Many Analysts, Different Results

When the 70 analysis groups turned in their findings, Poldrack and colleagues discovered significant variation within the results – especially in five of the nine hypotheses.

“We saw surprisingly good agreement across four of the nine hypotheses. In three of them, in fact, everyone said, ‘No, there’s no activity in this brain region,’ and in the other one, everyone said, ‘Yes, there is activity there,’ with [only] five research groups not being so sure,” said Poldrack. “Ultimately, when we looked at the pattern of results across these different research groups, there was a lot of variability in the nature of their answers.”

Poldrack said he was not surprised to see that. There are now so many steps in any analysis pipeline, he said, and each group handled the analysis just a little bit differently at those different decision points. (see a sample pipeline for fMRI data)

“There are so many different software packages now, and different labs use different ones for all manner of different reasons. There are also different philosophies about how analyses should be done. All those little differences can add up,” he said. “But, when we looked closely at what people provided, we could see that the results under the hood were substantially more similar than what they concluded. There was something about going from the intermediate steps of analysis workflow to determining the right threshold to denote a final yes/no answer that changed things. It was really striking.”

Despite their variability, Delgado said that the study results reassured him that his lab’s analysis pipeline is solid. But the results also reinforced the idea that he and his team need to take care to be as specific as possible when they describe their analysis methods in future publications.

“There was actually a lot of consistency, especially when you looked at how confident different labs were in their different results,” he said. “But we also took away that we need to make sure we are reporting every single parameter used in our analyses so that if other labs want to test our hypothesis or use a different analysis pipeline, they can see the exact steps and decisions that got us to our result.”

The Future is Reproducible

While Poldrack acknowledges that some people may be uncomfortable with the study’s findings, he sees the results as an example of “science at its best.”

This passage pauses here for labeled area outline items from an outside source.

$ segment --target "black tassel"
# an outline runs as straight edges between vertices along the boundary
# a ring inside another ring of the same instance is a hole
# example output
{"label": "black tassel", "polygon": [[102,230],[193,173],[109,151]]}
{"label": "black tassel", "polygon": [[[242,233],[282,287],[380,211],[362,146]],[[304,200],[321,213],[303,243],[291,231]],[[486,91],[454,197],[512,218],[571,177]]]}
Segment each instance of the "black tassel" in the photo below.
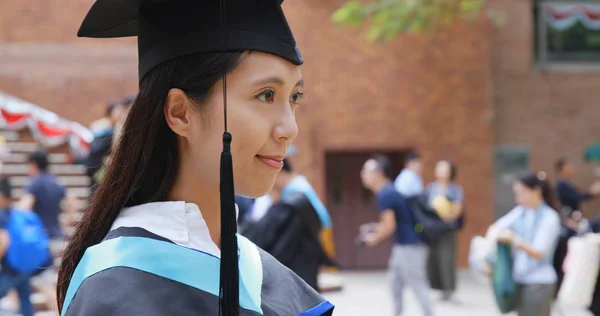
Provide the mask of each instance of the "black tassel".
{"label": "black tassel", "polygon": [[239,270],[231,134],[223,133],[221,153],[221,316],[239,315]]}

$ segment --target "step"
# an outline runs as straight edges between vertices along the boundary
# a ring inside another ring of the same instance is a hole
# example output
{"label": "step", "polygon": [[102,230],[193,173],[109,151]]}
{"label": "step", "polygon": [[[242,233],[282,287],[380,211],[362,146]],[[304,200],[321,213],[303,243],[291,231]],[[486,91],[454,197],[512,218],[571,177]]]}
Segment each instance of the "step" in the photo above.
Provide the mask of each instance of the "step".
{"label": "step", "polygon": [[[58,183],[64,187],[89,187],[90,178],[87,176],[58,176],[56,177]],[[31,182],[30,177],[26,176],[14,176],[10,177],[10,184],[14,187],[22,187]]]}
{"label": "step", "polygon": [[[22,188],[16,188],[12,190],[12,195],[17,197],[23,193]],[[90,195],[89,188],[67,188],[67,196],[73,196],[77,198],[87,198]]]}
{"label": "step", "polygon": [[4,136],[7,142],[18,141],[21,138],[19,132],[9,130],[0,130],[0,136]]}
{"label": "step", "polygon": [[[50,165],[48,171],[55,175],[85,175],[87,168],[84,165]],[[5,175],[28,175],[29,165],[14,164],[4,165],[0,171]]]}
{"label": "step", "polygon": [[[10,163],[27,163],[29,154],[24,153],[10,153],[7,157],[2,159],[4,164]],[[69,156],[67,154],[48,154],[48,161],[50,163],[68,163]]]}
{"label": "step", "polygon": [[25,143],[25,142],[7,142],[6,147],[10,149],[11,152],[21,152],[21,153],[32,153],[36,150],[42,148],[38,143]]}

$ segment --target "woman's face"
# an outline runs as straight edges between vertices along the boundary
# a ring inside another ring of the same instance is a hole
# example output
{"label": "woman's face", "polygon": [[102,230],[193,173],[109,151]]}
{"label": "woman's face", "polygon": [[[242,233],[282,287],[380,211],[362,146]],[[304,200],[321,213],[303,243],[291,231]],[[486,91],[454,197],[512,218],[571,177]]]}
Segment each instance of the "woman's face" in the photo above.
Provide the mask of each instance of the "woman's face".
{"label": "woman's face", "polygon": [[525,207],[535,207],[542,200],[540,189],[531,189],[521,182],[515,182],[513,185],[515,202]]}
{"label": "woman's face", "polygon": [[[258,197],[271,190],[283,158],[298,135],[295,111],[302,97],[300,67],[252,52],[227,75],[227,122],[236,194]],[[223,149],[223,84],[190,116],[191,164],[199,180],[218,187]]]}
{"label": "woman's face", "polygon": [[435,178],[438,180],[450,180],[450,163],[447,161],[439,161],[435,165]]}

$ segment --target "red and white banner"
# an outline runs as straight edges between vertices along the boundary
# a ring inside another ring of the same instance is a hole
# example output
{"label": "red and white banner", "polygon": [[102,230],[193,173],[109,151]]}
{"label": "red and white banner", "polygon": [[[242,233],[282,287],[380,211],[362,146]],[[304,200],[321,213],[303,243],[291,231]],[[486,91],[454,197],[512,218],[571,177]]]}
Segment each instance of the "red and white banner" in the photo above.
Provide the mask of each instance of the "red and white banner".
{"label": "red and white banner", "polygon": [[92,132],[81,124],[0,93],[0,128],[20,130],[25,127],[29,127],[31,135],[42,146],[55,147],[68,142],[76,155],[87,155],[94,140]]}
{"label": "red and white banner", "polygon": [[546,4],[546,21],[555,30],[566,30],[581,22],[590,30],[600,30],[600,4]]}

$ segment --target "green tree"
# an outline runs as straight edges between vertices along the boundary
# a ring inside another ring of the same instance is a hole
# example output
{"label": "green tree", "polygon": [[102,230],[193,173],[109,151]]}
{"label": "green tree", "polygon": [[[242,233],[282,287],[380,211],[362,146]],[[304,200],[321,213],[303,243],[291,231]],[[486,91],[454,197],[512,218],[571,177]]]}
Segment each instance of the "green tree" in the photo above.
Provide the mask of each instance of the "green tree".
{"label": "green tree", "polygon": [[[484,11],[487,0],[349,0],[332,20],[344,26],[370,23],[367,38],[389,40],[401,33],[436,32],[456,20],[472,20]],[[492,16],[492,15],[491,15]],[[492,16],[493,17],[493,16]]]}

“Our goal isn’t to just break things or say that the way we do things is wrong. But we do want to be able to see our shortcomings and find ways to make our science even better,” he said. “It’s important to realize the limits on generalizability of any particular analysis pipeline. And that’s why it’s so important that we spend more time learning about the different analysis tools and practices that are out there in order to understand how different choices we make can change what we may find.”

He and his colleagues recommend that researchers not only carefully consider all those choices but also consider running multiple analyses before submitting results for publication. And, of course, every step taken should be carefully documented so other scientists can follow and replicate their process when they want to.

Nosek said he was impressed by the amount of work that went into this study, and hopes that it will encourage more scientific stakeholders to commit to more transparent, reproducible research, regardless of their field.

“These kinds of studies are very good for science,” he said. “The way science makes progress is by the very fact that it doesn’t trust itself. You need to test, to verify, and to replicate. This kind of approach, that highlights how we can do better, provides us with direction on how to make science better. Knowing that these issues are out there is hard, no doubt – but not knowing is much, much worse than knowing and finding a way to fix it. And finding and fixing our approach is how we continue to build and maintain trust in science. It’s the only way forward.”